Speaker(s): Olusola Idowu
Organiser: Dr David Millard
Time: 24/01/2005 12:50-13:40
Location: B59/1257

Abstract

Identifying functionally important proteins that are essential to the survival of a bacterial cell is of considerable interest in the development of new antimicrobial agents. In this study, we analyse the protein interaction network of the gram-positive bacteria Bacillus subtilis using data from the Search Tool for the Retrieval of Interacting Genes/Proteins (STRING) database. Protein interaction networks were represented as graphs of interacting nodes and edges in which the nodes represent proteins and the edges represent interactions between proteins. We used different computational techniques to analyse the topological structures of the network and to derive a list of the structurally important proteins within the network based on the relative damaging potential of each individual protein. We then ranked proteins in the order of structural importance within the network.

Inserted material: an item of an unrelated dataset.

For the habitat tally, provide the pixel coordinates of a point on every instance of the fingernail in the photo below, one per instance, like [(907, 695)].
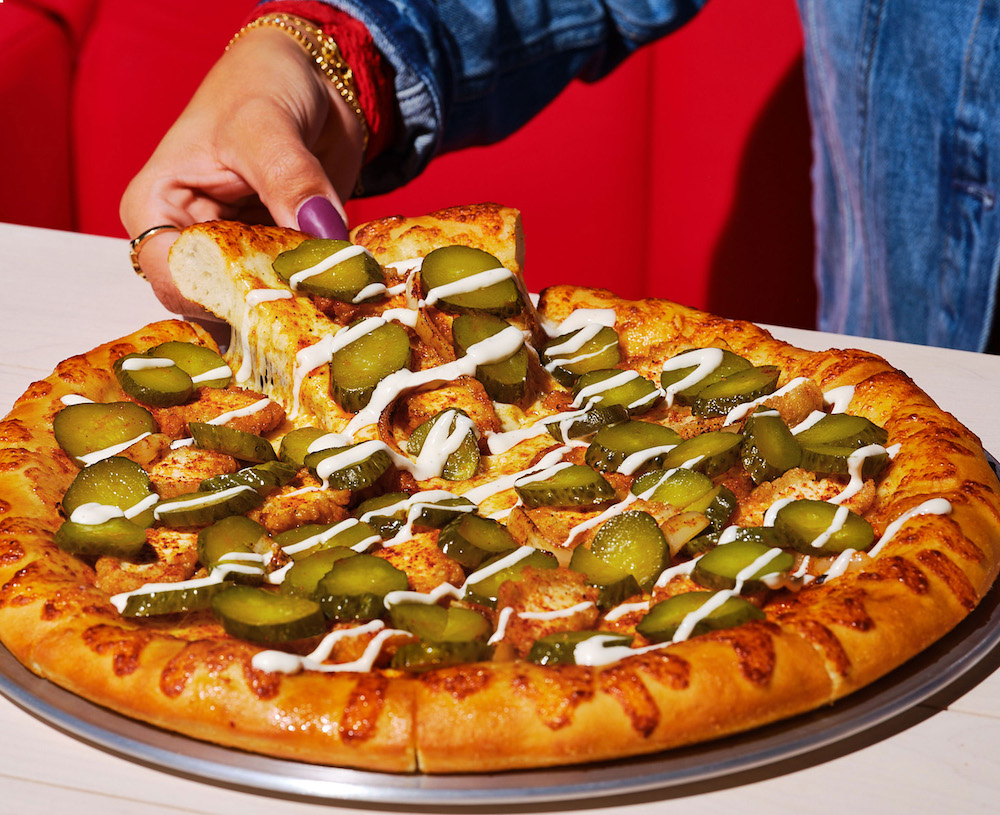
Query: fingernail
[(319, 217)]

Among 801 proteins involving 5017 interactions, 54% of proteins in the top 1% ranking selected by our method were encoded by functionally essential genes of Bacillus subtilis. Furthermore, a total of 38 structurally essential proteins were found to be encoded by functionally essential genes among the top 10% ranking, which account for 50% of the total number of essential proteins present in the protein interaction data analysed. These results show that the structural arrangement of proteins may provide vital clues about the functionality of proteins. The methods developed in this study could be used to rank proteins to determine their potential significance for drug target experiments.

Speaker Biography

Olusola Idowu

Olusola received his PhD degree in Mathematics from University of Newcastle in 2000. In his doctorate degree research he developed analytical and numerical methods for studying the flow of liquids at absolute zero temperatures.

Immediately after his doctoral degree research, he worked as a research fellow at Stanford University, California and NASA Ames Research Centre, California developing mathematical models for motion of gas cloud in Protoplanetary Nebula.

Olusola is currently working on the eXSys project (e-Science Solutions for the Analysis of Complex Systems).